Esta mañana, la del sábado 13 (¡se cumple un mes del segundo Maracanazo del rojo!), la lluvia volvió a ser protagonista. Quizás eran los flamenguistas que no paraban de llorar (perdón, nos pongamos serios de nuevo).

Nos subimos al micro y desde la zona baja de la ciudad, empezamos a ascender hasta el Alto, la población donde está el aeropuerto internacional, a 4150 metros de altura sobre el nivel del mar. Nos bajamos felizmente en esa estación aérea, en la puerta de ingreso principal. Creíamos (ilusos) que viajaríamos en un avión comercial, hasta que dos mini combis aprecieron, tras el error, y transportaron a toda la gente del colectivo a la zona militar. Eramos sardinas enlatadas y encima, las valijas iban en el techo empapadas. Es que en Bolivia nada puede malir sal.

Después de la requisa caminamos hasta encontrar el avión (sí, el Hércules).

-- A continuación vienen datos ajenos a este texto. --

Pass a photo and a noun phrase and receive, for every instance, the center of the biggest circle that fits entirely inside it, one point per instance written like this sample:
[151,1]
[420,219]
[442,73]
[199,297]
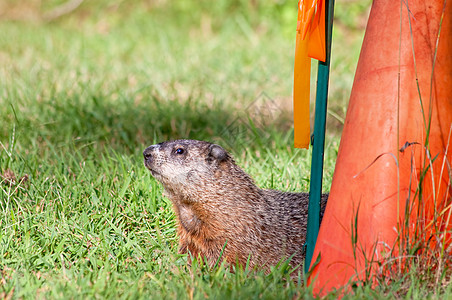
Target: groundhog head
[182,164]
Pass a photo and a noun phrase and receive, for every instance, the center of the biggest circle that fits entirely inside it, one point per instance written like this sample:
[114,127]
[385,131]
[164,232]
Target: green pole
[318,142]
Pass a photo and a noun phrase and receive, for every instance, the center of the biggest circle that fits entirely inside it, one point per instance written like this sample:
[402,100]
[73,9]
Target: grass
[80,98]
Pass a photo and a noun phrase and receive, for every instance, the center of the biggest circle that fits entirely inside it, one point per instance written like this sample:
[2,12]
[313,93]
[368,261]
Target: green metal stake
[315,191]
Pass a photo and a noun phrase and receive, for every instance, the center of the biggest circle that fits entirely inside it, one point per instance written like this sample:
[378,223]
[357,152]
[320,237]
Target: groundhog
[221,213]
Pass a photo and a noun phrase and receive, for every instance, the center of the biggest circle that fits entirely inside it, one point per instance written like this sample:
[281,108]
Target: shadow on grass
[126,125]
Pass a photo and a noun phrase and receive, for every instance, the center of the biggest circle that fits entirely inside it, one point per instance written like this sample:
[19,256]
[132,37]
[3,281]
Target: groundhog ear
[217,153]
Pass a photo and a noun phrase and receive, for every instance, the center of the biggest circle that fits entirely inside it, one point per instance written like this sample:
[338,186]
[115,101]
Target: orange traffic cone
[398,124]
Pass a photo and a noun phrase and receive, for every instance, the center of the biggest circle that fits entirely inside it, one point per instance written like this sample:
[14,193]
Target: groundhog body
[221,213]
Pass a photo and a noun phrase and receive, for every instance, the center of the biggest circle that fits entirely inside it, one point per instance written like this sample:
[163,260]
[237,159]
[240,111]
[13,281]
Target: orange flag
[310,43]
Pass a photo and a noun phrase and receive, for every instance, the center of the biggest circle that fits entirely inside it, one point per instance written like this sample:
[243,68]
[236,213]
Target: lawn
[82,95]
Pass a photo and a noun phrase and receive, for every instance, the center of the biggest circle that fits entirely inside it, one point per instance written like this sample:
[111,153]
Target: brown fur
[218,204]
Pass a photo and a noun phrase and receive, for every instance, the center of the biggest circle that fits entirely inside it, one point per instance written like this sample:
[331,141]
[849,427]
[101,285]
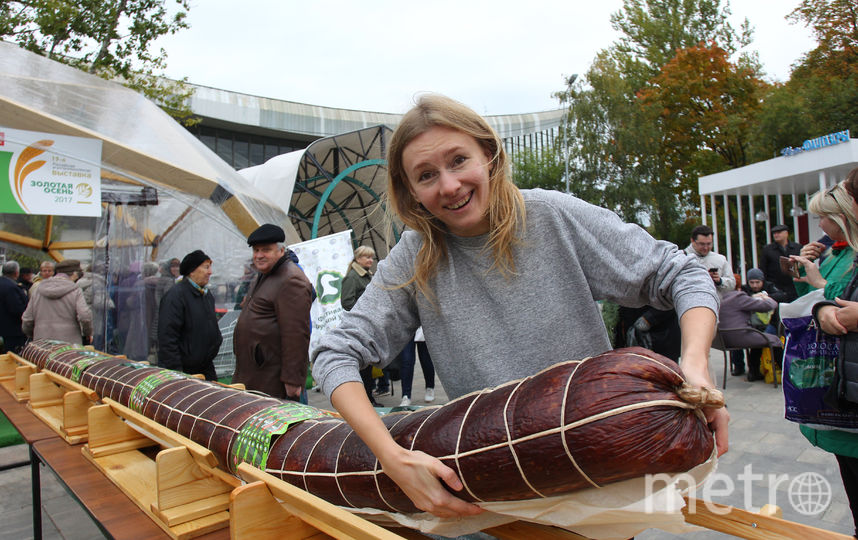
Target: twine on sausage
[701,397]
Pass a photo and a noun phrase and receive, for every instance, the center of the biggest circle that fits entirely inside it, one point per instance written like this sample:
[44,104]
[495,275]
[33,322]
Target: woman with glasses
[838,315]
[829,268]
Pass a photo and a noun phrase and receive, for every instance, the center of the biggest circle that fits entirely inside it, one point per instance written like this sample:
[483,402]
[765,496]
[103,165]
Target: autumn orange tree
[620,155]
[705,107]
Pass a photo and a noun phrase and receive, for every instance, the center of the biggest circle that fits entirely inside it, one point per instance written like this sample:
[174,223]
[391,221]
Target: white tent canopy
[141,143]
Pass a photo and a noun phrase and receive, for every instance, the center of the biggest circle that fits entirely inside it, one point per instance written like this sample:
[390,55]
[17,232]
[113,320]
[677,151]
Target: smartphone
[789,267]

Otro viaje eterno, donde el colega Gonzalito se durmió en profundidad y apoyó su cabeza en mi hombro. Temí que a esta altura del partido, se haya puesto mimoso, pero entendí que el cansancio pudo más.

Llegamos a Uyuni con la sensación de que uno de los militares de la Fuerza Aérea viajaba por primera vez en avión. No paraba de sacar fotos tanto desde el aire como una vez aterrizados.

La comida fue una tarta de de jamón y queso con lechuga morada y la opción B, fideos. No había terminado el plato cuando escuché las primeras motos y me fui a hablar con los pilotos que estacionaban rendidos después de una jornada agotadora que terminó mucho más tarde, porque ellos mismos tuvieron que ser sus mecánicos. Obviamente los de malle motos la pasaron diez puntos.

Con el trabajo listo, enviado y el “despacho” (como dicen los chilenos) de las imágenes, salí a hacer fotos al centro, o mejor dicho a las pocas cuadras de la zona central.

Volví al campamento rápido porque me pone mal ver animales sueltos con tantos vehículos por la ciudad. Pido que nada pase. Pensé en ese momento si es era exageración mía estar tan pendiente de eso y cuando doy la vuelta para ingresar a la avenida Ferroviaria, del campamento militar, un hombre sentado le daba de comer a su mascota. Me acerqué y le pedí que tenga cuidado. “Pierde cuidado, amigo. Estoy atento”. Me sentí bien, no soy el único acá.

Terminé este diario de viaje y guardé mis elementos de trabajo. Cuando estén leyendo (si es que no se aburren antes), un colectivo nos estará transportando a Tupiza en colectivo. El trayecto: nueve horas, mínimo. Allá vamos a probar si la pelota que me acompaña hace “chanfle”. Saltita, estás muy cerca. Pronto dejarán de ser fotos o llamadas con Pato, para verla junto a mis hijos de cuatro patas.